For some time the ANC, Cosatu and the SA Communist Party kept quiet about this project whose aims is to take control of the democratic state and shift it from its mandate of serving the public to being a vehicle for private accumulation.

Realising that keeping quiet could mean they were tacitly endorsing the dangerous project, the ANC and its allies decided to discuss it openly at the ANC national executive committee lekgotla last week.

It was a good start. It's not too late to address the problem - hence the rare congratulatory note one is sending to Luthuli House via this humble page.

ANC secretary-general Gwede Mantashe was the first to speak openly about some ANC members who have been "captured" by the new business elite.

In an interview with this newspaper Mantashe said the ANC has not been captured; individuals have. But, he said, these captured individuals are seeking to influence the governing party.

But Mantashe was understandably mild in his assessment.

The capture is not directed at the ANC. The governing party is merely the vehicle. Patrimonialism - an insidious form of authoritarian corruption - is the method. The state and its subsidiary entities are the real, ultimate targets.

Political scientist Francis Fukuyama says human beings have always been prone to favour relatives and friends in transactions of any kind.

What distinguishes modern humans is their ability to set up institutions whose main purpose is to tame this natural inclination to be corrupt.

Modern institutions such as the constitution and the rule of law are meant to ensure the relationships between government leaders and citizens are not governed by friendships or family connections.

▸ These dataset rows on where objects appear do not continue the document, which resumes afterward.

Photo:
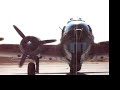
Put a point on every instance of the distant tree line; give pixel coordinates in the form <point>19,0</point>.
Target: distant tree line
<point>98,48</point>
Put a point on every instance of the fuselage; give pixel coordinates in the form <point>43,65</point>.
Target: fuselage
<point>76,38</point>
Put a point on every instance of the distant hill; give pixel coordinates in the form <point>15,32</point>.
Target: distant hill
<point>98,48</point>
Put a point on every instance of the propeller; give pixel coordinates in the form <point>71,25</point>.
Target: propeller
<point>47,41</point>
<point>19,32</point>
<point>29,42</point>
<point>22,60</point>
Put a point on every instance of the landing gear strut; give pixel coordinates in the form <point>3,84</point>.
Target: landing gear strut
<point>75,65</point>
<point>32,68</point>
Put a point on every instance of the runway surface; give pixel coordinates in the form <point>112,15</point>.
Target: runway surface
<point>56,68</point>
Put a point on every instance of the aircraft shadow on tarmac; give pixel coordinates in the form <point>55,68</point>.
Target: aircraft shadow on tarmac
<point>78,73</point>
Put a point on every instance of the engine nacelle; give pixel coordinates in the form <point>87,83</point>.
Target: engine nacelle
<point>30,45</point>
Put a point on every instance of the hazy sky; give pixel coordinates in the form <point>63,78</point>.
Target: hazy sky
<point>42,18</point>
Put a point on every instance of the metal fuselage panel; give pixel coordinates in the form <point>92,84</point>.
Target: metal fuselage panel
<point>77,38</point>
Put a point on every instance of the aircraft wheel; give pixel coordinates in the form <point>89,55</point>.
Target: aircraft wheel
<point>31,68</point>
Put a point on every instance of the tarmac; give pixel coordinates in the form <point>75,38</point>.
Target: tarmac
<point>56,68</point>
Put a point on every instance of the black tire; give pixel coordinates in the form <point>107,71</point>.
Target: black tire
<point>31,68</point>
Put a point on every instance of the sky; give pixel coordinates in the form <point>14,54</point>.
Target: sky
<point>42,18</point>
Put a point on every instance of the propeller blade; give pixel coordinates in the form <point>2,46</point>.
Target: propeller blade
<point>47,41</point>
<point>19,32</point>
<point>22,60</point>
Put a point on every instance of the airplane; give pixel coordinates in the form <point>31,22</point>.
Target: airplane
<point>75,46</point>
<point>1,39</point>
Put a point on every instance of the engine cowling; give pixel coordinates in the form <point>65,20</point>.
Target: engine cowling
<point>30,45</point>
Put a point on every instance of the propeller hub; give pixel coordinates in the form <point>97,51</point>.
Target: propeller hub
<point>29,45</point>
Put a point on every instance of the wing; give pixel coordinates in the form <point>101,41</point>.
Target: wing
<point>99,49</point>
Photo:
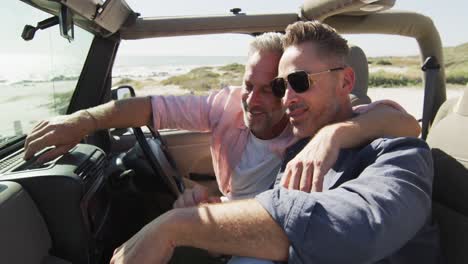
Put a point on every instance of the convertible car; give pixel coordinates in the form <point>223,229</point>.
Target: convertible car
<point>80,206</point>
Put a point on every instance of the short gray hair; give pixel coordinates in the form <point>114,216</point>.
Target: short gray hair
<point>267,42</point>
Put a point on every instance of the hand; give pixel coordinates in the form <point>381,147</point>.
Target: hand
<point>152,244</point>
<point>63,132</point>
<point>306,171</point>
<point>192,197</point>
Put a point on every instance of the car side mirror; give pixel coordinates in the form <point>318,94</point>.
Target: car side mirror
<point>123,92</point>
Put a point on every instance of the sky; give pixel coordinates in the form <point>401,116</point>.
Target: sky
<point>449,17</point>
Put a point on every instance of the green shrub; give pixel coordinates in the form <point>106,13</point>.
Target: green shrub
<point>233,67</point>
<point>385,79</point>
<point>383,62</point>
<point>203,79</point>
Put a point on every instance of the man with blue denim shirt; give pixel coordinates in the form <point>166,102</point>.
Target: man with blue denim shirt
<point>376,203</point>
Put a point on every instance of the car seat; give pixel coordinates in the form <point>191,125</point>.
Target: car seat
<point>447,139</point>
<point>358,61</point>
<point>24,236</point>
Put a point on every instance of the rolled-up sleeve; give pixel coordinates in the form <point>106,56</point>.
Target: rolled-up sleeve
<point>195,113</point>
<point>364,219</point>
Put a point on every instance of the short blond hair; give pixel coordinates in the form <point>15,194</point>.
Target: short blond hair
<point>267,42</point>
<point>327,40</point>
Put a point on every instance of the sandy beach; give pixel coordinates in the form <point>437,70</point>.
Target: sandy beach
<point>27,104</point>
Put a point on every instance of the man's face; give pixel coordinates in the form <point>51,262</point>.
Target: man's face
<point>262,110</point>
<point>320,104</point>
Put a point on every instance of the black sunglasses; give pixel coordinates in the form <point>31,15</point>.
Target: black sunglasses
<point>300,81</point>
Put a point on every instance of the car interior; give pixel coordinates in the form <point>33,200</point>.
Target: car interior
<point>82,205</point>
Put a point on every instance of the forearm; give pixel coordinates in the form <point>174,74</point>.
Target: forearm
<point>132,112</point>
<point>381,121</point>
<point>242,228</point>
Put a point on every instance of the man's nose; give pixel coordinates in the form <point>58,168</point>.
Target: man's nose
<point>253,97</point>
<point>290,96</point>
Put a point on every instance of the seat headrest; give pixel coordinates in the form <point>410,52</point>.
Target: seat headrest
<point>357,60</point>
<point>462,105</point>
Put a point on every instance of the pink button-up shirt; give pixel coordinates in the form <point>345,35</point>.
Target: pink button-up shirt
<point>220,113</point>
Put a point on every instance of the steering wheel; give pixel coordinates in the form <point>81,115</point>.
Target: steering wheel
<point>160,160</point>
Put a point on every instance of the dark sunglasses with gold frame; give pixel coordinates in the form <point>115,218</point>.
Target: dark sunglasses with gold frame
<point>300,81</point>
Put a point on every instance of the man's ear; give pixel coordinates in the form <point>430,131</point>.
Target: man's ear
<point>348,80</point>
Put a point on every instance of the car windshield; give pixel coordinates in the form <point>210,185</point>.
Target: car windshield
<point>37,77</point>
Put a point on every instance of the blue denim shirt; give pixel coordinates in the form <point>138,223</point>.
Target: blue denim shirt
<point>375,207</point>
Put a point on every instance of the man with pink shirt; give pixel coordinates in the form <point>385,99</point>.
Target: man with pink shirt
<point>236,117</point>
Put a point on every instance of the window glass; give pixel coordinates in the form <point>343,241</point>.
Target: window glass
<point>163,66</point>
<point>37,77</point>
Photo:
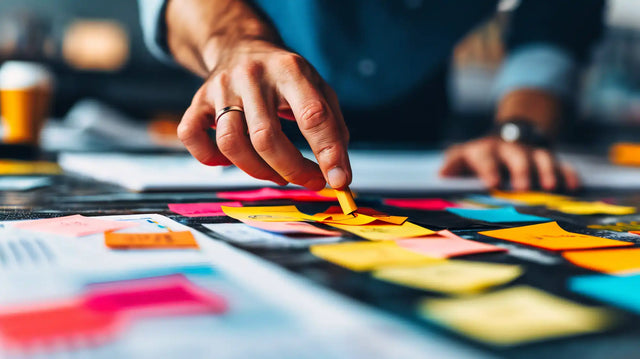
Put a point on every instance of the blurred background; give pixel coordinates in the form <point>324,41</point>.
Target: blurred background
<point>104,72</point>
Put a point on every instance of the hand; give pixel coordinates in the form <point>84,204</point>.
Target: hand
<point>267,82</point>
<point>486,157</point>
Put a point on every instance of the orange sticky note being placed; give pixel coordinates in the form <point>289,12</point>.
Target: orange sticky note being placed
<point>161,240</point>
<point>552,237</point>
<point>612,261</point>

Modern state institutions must be based on impersonal relationships.

You must get what you deserve purely on the basis of merit.

Equality means everyone has equal opportunities and no one is ahead of others by virtue of friendships at the highest level of government. Public power is used rationally in the public interests.

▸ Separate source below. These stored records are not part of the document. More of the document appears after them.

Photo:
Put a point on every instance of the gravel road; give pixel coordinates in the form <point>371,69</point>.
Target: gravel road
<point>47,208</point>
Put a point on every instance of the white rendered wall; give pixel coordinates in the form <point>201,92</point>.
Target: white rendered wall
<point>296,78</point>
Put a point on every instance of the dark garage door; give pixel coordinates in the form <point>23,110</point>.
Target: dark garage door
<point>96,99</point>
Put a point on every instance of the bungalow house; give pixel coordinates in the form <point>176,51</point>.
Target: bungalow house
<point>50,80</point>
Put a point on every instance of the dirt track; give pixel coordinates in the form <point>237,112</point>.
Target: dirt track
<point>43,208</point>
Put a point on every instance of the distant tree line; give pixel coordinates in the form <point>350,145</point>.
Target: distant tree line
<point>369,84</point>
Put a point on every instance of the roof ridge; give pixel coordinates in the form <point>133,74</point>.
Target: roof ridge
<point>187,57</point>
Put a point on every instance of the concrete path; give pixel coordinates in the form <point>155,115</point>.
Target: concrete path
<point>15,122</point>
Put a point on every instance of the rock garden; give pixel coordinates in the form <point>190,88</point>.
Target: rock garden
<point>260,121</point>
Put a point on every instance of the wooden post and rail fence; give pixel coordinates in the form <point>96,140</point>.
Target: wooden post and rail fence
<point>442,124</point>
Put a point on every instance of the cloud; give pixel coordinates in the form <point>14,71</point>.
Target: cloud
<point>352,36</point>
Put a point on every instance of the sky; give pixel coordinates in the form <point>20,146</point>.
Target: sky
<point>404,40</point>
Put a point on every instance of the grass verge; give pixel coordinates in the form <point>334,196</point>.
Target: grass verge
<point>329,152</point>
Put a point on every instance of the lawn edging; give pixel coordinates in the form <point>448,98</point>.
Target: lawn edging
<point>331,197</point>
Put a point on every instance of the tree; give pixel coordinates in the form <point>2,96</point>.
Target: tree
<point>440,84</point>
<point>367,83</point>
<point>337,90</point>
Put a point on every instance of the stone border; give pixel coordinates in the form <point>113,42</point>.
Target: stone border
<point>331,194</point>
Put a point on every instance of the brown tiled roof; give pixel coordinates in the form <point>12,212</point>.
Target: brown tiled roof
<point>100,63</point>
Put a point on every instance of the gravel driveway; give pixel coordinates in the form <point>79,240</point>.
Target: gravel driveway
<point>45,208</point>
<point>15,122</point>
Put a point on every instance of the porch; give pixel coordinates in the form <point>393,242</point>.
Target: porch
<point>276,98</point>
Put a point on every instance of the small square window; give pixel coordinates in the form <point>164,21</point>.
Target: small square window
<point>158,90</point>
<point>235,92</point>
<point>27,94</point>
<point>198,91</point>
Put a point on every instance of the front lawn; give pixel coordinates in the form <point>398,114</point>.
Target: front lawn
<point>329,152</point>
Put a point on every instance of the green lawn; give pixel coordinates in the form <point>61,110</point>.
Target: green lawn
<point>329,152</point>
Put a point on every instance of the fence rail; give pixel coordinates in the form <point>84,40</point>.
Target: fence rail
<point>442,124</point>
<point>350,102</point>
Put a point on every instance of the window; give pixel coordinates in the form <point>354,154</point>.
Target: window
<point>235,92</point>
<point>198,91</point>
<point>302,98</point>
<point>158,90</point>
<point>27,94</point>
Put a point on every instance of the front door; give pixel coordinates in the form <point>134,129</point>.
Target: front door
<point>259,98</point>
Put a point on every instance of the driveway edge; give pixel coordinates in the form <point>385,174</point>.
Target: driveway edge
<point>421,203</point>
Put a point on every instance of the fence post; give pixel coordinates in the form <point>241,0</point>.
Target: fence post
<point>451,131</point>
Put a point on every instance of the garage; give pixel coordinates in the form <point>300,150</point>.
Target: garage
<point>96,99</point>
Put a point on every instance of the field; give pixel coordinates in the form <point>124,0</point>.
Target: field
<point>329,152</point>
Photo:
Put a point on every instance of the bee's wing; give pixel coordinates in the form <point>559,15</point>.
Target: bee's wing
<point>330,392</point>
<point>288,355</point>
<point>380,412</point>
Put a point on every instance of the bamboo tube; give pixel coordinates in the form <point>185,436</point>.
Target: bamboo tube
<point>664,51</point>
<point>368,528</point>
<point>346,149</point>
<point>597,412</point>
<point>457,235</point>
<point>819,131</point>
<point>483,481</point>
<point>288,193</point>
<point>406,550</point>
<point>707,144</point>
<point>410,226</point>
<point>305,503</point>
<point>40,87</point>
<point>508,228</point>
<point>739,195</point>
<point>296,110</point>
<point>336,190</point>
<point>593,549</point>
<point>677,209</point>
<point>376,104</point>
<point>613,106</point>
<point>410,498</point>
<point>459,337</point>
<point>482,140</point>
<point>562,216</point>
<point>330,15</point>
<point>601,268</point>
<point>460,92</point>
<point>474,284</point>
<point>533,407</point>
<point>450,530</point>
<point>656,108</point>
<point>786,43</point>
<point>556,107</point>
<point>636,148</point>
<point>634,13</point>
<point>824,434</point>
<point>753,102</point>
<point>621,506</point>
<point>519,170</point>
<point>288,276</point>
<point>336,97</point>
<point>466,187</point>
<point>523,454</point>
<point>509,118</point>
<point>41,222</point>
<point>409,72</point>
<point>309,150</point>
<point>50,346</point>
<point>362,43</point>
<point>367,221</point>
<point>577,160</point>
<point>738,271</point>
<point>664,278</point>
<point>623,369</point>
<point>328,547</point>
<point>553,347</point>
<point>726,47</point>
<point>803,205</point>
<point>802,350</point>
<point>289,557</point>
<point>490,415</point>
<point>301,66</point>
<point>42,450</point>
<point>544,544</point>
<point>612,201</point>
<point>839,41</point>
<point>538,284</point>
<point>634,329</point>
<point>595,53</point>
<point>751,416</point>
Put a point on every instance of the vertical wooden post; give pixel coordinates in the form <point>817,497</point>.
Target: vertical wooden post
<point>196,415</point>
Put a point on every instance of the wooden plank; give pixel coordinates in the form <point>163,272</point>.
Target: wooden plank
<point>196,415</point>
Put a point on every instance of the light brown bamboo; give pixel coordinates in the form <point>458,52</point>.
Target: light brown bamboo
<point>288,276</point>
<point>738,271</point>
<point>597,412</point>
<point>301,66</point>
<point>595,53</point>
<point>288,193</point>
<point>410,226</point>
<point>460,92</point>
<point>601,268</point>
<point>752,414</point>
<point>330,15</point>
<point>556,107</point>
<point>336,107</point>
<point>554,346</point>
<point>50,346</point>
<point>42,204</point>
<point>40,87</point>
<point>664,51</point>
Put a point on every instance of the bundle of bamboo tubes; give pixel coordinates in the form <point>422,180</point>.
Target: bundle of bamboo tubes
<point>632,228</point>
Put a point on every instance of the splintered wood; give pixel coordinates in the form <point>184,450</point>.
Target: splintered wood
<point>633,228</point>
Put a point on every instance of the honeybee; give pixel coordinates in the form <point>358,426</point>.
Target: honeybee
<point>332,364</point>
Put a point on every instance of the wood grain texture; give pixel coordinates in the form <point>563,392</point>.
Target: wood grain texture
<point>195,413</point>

Friendships with those in higher places must not count for anything.

In a modern system like the one we aspire to build, those who place considerations other than what is stated in the rules and laws, including empowerment legislation, must be punished.

A state is modern and dynamic if it has the means and capacity to unleash this punishment consistently, irrespective of the status of those implicated in wrongdoing.

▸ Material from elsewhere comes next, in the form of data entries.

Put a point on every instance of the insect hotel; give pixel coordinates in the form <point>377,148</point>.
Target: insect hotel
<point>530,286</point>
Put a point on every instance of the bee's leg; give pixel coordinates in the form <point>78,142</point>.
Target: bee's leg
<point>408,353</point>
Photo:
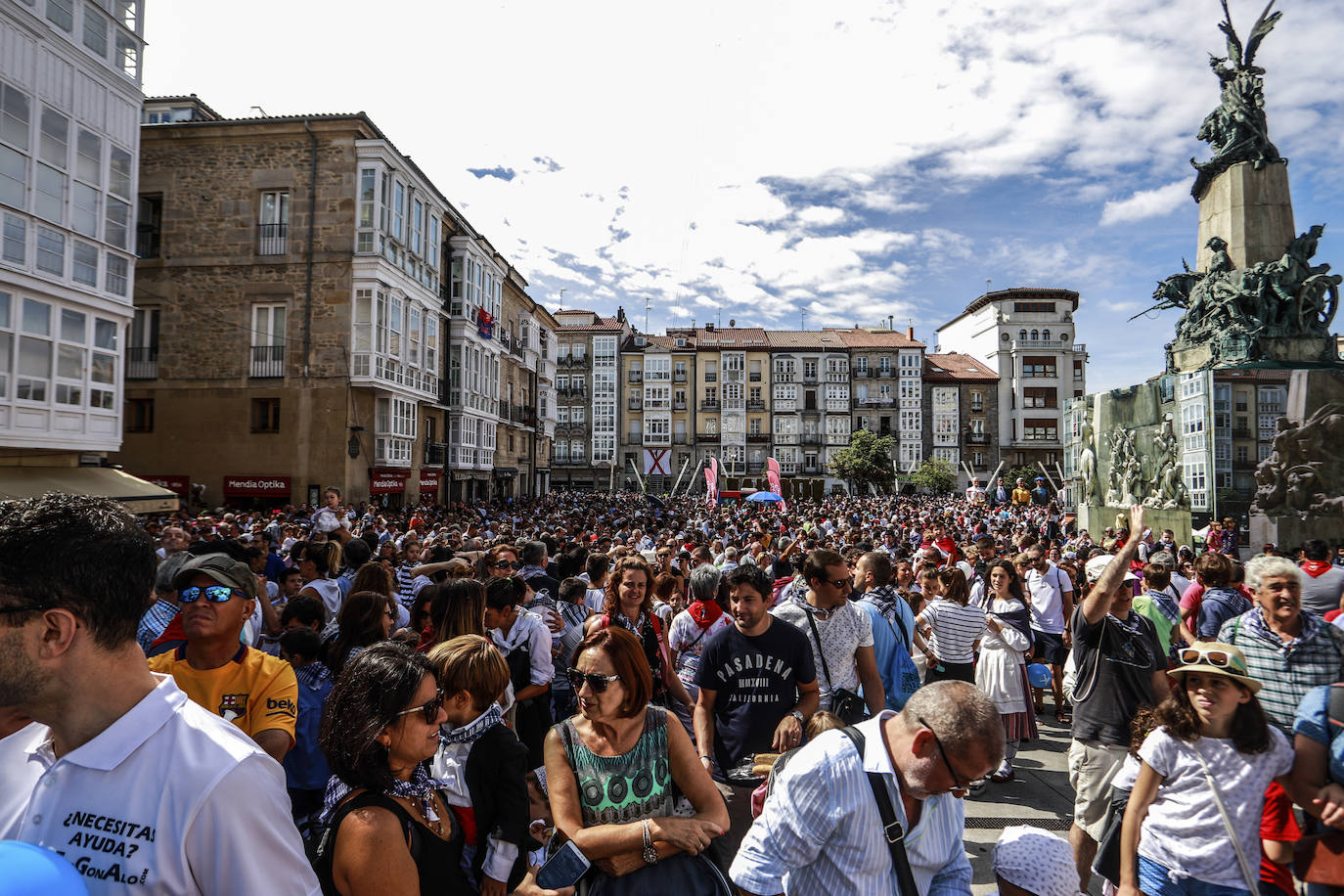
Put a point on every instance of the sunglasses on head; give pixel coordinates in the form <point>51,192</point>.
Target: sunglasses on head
<point>1219,658</point>
<point>212,593</point>
<point>430,708</point>
<point>594,681</point>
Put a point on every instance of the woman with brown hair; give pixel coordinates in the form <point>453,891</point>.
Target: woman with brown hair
<point>613,769</point>
<point>629,605</point>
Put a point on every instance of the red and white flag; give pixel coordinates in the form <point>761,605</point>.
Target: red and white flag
<point>772,475</point>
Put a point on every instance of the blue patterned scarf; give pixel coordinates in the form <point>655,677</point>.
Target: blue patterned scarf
<point>419,788</point>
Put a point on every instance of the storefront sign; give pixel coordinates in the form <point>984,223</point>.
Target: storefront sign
<point>387,481</point>
<point>257,486</point>
<point>179,484</point>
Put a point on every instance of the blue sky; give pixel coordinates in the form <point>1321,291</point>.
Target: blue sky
<point>757,161</point>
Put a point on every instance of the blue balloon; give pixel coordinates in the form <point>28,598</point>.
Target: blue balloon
<point>1038,675</point>
<point>32,871</point>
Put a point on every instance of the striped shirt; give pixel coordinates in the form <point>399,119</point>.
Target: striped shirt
<point>1286,669</point>
<point>955,629</point>
<point>820,830</point>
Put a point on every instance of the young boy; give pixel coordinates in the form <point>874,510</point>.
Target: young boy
<point>305,766</point>
<point>484,763</point>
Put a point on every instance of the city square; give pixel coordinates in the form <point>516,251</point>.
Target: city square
<point>994,421</point>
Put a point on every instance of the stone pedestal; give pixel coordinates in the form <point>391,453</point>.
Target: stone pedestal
<point>1096,518</point>
<point>1251,209</point>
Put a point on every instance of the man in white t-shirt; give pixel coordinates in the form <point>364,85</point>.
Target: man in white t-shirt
<point>87,777</point>
<point>1052,597</point>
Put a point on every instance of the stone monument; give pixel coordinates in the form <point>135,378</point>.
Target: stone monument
<point>1254,294</point>
<point>1256,298</point>
<point>1129,454</point>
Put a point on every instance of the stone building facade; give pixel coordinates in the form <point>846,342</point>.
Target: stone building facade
<point>960,409</point>
<point>315,312</point>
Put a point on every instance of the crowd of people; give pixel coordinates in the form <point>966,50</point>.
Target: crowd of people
<point>629,694</point>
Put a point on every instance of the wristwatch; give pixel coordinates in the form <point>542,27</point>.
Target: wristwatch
<point>650,856</point>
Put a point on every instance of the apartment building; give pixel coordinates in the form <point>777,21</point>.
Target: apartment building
<point>586,383</point>
<point>70,93</point>
<point>657,438</point>
<point>1024,335</point>
<point>527,392</point>
<point>811,403</point>
<point>886,368</point>
<point>960,400</point>
<point>352,334</point>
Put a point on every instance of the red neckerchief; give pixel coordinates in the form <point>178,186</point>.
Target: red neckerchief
<point>704,612</point>
<point>1316,568</point>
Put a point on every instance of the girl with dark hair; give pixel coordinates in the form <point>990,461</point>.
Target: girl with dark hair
<point>388,828</point>
<point>955,630</point>
<point>525,644</point>
<point>1200,788</point>
<point>629,605</point>
<point>1002,670</point>
<point>365,619</point>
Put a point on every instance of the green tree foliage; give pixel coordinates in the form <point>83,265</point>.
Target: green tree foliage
<point>935,474</point>
<point>866,463</point>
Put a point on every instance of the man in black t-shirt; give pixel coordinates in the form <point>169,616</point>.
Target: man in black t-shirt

Failure to do so means, by default, the return to the state of nature where the interests of the tribe, family, friends and cronies take precedent over the public interest.

Africans are supposed to be very harsh on foreigners who treat their leaders as a gateway to access public resources through questionable arrangements.

The conduct of foreigners - including those who might have been naturalised - who behave in this manner seems to be based on the stereotypical notion that Africans are generally corrupt.

These corrupt Africans, it is presumed, are prepared to forsake all that is noble for the benefit of kin and belly.

Having learned from the tragic failures of other countries whose leaders were lured by corrupt neocolonialists to giving away their riches in exchange for small crumbs, South Africans constructed a sound modern post-apartheid dispensation.

This dispensation has clear rules about the awarding of state licences and contracts, among other things.

Thanks to the ANC-led government, these rules have been strengthened over the years.

This notwithstanding, the circumstances under which the Guptas are securing business deals leave a sour taste in the mouths of many South Africans.

President Jacob Zuma is said to have been "captured" by the Guptas in what could be seen as an onset of the third wave of complex colonial machinations.

Maybe Zuma is right in arguing that the Guptas are just friends and they incidentally do business with his son. Maybe they are good at spotting opportunities.

Whatever the case, the ANC must continue to critically examine their role in state capture and the implications for our nascent democracy. Failing which voters will ask who is at the helm of the state and on whose behalf? Does it matter that there are elections every five years?

The fact that the ANC and its allies are concerned about this shows that there are sober minds in the governing party. They need encouragement.